Try using this following diagram to connect your relay:
That should work. Note I used a 2N3904 transistor but it could be the transistor you prefer. The diode is just for protection. If that doesn't work, try to blink a LED to make sure the control signal from the Breakout Board is working and the transistor is working too. The following post could be useful for the LED test: Your First Blink- Edison Breakout Board + Arduino IDE.
thank you very much,
it works very well mit a led but not with the relay, same issue if i plug the cabel directly to 1.8v pin the relay closes and if i connect it with gpio40 nothing appens.

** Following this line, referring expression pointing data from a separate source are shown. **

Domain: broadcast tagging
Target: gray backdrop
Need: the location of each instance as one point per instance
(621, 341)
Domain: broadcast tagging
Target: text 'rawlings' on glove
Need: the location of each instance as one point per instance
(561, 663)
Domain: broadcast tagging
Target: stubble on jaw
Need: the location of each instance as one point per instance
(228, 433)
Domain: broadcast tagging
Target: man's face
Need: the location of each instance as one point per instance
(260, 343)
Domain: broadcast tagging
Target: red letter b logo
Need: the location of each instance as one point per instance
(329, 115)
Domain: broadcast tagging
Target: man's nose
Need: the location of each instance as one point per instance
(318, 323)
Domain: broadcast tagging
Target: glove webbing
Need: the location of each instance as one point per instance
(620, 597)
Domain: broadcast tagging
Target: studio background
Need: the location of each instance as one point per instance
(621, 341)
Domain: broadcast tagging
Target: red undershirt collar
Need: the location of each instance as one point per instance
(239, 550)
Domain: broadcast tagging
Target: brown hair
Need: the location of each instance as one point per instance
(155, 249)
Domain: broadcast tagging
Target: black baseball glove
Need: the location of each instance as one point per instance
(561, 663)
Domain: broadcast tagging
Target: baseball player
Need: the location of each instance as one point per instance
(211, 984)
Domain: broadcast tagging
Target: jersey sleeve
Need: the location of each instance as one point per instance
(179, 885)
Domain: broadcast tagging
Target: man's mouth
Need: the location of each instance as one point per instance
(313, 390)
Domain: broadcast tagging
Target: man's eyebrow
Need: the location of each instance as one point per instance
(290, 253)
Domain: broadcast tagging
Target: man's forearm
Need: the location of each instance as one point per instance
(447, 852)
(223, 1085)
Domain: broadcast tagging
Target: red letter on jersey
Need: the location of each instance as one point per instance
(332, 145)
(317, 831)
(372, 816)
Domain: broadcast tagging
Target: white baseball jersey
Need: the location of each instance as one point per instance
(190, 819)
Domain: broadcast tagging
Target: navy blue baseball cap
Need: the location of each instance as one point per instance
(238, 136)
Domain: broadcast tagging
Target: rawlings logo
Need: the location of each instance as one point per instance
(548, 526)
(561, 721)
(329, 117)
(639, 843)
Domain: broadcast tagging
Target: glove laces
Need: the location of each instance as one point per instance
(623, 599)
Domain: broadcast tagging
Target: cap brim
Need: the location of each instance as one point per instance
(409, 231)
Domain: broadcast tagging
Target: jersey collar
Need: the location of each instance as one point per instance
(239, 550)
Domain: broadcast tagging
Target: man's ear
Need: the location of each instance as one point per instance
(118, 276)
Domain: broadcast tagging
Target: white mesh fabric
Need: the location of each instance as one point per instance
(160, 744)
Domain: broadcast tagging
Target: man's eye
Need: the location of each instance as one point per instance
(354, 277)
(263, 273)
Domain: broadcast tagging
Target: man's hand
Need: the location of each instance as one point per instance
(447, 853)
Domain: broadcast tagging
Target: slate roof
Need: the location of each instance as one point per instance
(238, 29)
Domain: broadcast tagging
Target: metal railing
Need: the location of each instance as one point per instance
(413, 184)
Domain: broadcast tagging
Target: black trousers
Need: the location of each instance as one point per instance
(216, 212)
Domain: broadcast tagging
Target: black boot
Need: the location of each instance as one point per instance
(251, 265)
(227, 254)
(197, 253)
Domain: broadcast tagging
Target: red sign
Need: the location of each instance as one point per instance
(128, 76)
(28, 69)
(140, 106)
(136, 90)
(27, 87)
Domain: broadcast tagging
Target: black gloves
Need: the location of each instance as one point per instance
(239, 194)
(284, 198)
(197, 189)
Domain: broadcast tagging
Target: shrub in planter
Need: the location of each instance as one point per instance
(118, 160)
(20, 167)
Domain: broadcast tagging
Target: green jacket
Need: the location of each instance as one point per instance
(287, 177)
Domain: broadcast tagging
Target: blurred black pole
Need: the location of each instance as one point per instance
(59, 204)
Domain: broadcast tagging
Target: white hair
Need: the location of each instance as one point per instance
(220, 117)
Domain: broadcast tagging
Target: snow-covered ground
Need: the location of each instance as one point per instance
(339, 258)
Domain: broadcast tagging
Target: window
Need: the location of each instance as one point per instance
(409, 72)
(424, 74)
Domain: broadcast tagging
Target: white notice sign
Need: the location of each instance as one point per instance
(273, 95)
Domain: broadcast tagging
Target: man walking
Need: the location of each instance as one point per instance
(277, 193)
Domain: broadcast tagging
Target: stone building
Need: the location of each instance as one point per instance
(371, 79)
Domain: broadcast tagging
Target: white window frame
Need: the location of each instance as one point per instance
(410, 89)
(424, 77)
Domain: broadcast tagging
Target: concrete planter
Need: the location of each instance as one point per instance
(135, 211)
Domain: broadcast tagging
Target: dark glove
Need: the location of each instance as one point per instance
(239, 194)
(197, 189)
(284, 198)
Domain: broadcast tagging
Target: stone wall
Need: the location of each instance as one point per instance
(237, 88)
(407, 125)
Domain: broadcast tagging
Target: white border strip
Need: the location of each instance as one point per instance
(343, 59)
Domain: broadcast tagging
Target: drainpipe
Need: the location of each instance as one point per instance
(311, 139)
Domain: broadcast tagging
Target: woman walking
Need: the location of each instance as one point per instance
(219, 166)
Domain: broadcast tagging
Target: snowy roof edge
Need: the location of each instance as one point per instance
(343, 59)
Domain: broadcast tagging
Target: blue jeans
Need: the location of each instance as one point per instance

i tried the relay parallel with the relay nothing happens, if remove the relay the led will shine. if i connect the base with 1.8v the led shines and the relay closes
1 of 1 people found this helpful
what is the relay coil resistance? you need to calculate how much collector current is needed, then apply 1/10th of that current to the base. 2N3904 has quite low gain and at the current level you have, the base-emitter voltage will be about 0.9V, so if you need 5mA and the pin voltage actually is 1.8V, you should use (1.8V-0.9V)/5mA = 180ohm base resistor. the problem is that you GPIO probably sags so you do not have 1.8V. so you have to check the actual pin voltage at 5mA and select the resistor value accordingly.
npn transistors are not well suited for use with 1.8V logic. darlington transistors are even worse. you need to get n-channel MOSFETs that have Rdson specified at 1.8V. these are readily available in SOT23 package and cost almost nothing. look for 20V n-channel MOSFETs in SOT23 package and check the datasheet for the Rdson value and make sure it is specified at 1.8V. ( forget the gate threshold value, it has no meaning.) Look for MOSFETs that has continuous drain current max rating of 1A or higher. There are many devices that can drive 4A or more. the higher current devices have more capacitance so they will cause a current spike in the GPIO pin when switching. this causes noise on the 1.8V rail, so you may want to add a 1k resistor between the GPIO pin and the gate if the MOSFET is large, to reduce the noise. A MOSFET is voltage driven, so it only draws a current briefly when GPIO pin changes.
Some part number examples below, from one vendor. use ECIA Authorized - The Search of Authorized Distribution and type in the partnumber to search availability and cost.
Package sizes get smaller and smaller, and SOT23 is today considered a huge size. you can find the same type of MOSFET in much smaller package sizes (1/10th the size of SOT23 in some cases) but for prototyping use SOT23 is nice as you can solder it without needing a microscope.